The file “friends.mat” in the Assignments folder contains the node adjacency matrix of the friendship graph of 100 Dartmouth students. That means that matrix element friends(i; j) = 1 if student i and student j are friends and friends(i; j) = 0 if student i and student j are not friends. Note that friends(i; i) = 0 and friends(i; j) = friends(j; i): What is the probability that two randomly selected students, i and j, are separated by no more that 5 students through the friends relationship? That is, if i and j are not friends but have a mutual friend, k, they are separated by one student, etc. If i and j are friends they are separated by 0 people, etc.
using the same friends.mat file as above, people start passing around a single token (like a chain letter of which there can only be one copy at a time). You are one of the people in the friends graph. You pass the token by uniformly randomly selecting one of your friends and passing it to that friend. So if you have 8 friends, you will pass it to any one of the 8 friends with probability 1/8. That can include passing the token back to the person who gave it to you! Everyone uses this same rule for passing the token as you do. You are person 27 in the friends graph.

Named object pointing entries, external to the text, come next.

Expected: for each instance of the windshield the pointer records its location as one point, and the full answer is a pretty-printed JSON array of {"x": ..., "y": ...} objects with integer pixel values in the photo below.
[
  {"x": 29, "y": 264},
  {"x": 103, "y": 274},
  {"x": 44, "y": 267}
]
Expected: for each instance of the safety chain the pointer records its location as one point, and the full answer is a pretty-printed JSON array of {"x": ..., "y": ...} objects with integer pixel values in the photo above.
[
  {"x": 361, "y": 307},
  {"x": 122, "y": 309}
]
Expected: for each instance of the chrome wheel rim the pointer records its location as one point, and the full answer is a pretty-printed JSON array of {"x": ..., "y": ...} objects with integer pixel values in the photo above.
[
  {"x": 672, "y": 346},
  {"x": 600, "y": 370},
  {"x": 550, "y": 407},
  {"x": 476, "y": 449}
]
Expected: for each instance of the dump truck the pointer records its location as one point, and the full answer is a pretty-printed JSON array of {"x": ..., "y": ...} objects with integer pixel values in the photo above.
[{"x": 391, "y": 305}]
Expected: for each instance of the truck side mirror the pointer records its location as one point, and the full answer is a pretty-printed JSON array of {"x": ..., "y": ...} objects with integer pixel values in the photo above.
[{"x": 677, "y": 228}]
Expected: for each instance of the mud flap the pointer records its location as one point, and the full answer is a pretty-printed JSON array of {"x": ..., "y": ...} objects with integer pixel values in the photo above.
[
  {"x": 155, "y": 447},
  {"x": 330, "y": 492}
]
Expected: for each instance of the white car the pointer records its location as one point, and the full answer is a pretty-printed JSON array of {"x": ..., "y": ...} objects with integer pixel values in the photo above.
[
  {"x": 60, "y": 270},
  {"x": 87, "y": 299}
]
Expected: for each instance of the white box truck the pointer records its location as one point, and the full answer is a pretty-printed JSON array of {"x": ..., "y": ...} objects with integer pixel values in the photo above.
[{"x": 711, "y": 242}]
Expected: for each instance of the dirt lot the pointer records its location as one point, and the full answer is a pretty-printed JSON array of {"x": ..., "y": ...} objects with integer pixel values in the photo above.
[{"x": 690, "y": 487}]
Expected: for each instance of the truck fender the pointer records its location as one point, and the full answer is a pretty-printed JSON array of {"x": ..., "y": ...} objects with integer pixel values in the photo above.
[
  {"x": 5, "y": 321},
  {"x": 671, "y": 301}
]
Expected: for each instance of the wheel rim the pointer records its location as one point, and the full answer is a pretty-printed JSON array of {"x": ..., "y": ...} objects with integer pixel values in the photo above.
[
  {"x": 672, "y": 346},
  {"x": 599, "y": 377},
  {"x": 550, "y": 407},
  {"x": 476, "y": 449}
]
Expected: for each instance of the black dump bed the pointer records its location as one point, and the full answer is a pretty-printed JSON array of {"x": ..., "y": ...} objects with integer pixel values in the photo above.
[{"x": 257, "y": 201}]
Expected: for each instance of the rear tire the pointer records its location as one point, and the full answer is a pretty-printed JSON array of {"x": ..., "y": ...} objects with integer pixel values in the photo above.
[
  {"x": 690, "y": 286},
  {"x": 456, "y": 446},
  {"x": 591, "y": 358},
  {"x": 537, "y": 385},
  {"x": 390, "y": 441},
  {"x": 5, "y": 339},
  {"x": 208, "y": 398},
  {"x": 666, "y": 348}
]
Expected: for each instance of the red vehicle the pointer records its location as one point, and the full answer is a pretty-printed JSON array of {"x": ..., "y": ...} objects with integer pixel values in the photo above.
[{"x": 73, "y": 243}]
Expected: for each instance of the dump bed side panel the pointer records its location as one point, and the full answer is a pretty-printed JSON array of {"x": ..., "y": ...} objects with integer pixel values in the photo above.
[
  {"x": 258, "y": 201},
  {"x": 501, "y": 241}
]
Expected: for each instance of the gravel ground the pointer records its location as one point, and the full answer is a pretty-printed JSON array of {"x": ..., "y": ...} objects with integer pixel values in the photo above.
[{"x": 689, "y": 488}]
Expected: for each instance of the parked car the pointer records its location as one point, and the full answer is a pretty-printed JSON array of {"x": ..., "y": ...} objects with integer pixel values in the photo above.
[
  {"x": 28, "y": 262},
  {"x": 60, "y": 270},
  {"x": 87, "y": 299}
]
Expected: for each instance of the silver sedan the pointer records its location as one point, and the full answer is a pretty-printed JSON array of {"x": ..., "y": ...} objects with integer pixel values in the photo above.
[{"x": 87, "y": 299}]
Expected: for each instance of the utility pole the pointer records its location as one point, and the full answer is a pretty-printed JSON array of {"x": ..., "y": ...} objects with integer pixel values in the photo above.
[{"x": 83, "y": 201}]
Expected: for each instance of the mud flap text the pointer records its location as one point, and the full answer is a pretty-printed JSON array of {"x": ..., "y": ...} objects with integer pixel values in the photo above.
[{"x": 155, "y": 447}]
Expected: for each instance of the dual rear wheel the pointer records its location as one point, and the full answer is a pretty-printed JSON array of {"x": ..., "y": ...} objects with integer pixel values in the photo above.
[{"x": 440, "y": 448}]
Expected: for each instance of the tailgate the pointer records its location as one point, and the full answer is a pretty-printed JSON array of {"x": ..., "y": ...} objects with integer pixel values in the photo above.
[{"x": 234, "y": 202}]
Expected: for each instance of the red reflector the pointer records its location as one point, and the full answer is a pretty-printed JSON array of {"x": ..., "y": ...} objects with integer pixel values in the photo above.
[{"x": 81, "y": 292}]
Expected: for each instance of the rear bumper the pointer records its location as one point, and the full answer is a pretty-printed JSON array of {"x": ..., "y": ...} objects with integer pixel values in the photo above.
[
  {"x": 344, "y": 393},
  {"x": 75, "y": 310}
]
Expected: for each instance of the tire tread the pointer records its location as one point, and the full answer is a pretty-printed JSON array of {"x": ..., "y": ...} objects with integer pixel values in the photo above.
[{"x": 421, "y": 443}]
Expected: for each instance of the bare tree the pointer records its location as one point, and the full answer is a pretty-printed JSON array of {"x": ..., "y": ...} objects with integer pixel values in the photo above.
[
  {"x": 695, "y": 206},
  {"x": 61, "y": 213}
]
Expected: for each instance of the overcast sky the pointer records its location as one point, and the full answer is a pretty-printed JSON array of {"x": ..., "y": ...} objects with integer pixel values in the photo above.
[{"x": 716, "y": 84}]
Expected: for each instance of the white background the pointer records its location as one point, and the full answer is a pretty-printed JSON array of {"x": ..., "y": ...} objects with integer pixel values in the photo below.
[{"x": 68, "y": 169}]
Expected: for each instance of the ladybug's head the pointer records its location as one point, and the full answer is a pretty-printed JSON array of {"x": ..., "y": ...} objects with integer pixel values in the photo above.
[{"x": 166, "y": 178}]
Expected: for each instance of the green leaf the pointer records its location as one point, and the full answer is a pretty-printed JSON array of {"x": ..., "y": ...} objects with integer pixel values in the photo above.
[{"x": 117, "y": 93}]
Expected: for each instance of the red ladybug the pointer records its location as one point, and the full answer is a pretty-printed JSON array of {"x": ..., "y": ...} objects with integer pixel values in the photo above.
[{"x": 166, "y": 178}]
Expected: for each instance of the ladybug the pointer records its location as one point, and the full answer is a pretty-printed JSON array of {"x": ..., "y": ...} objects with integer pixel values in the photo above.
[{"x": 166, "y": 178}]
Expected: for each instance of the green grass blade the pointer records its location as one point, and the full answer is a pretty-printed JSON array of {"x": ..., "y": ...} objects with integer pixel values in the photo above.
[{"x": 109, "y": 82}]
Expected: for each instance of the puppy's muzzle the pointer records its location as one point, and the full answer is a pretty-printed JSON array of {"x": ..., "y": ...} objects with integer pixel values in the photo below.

(a) As the token is passed around more and more (approaching infinity), what fraction of the time do you have the token? (Assume one token pass per time unit.)
(b) The token starts with person 93. What is the expected number of token passes (that is, time) required for you to get it for the first time?
(c) The token starts with a random person among the 100, including possibly you. What is the expected number of token passes (that is, time) required for you to get it for the first time?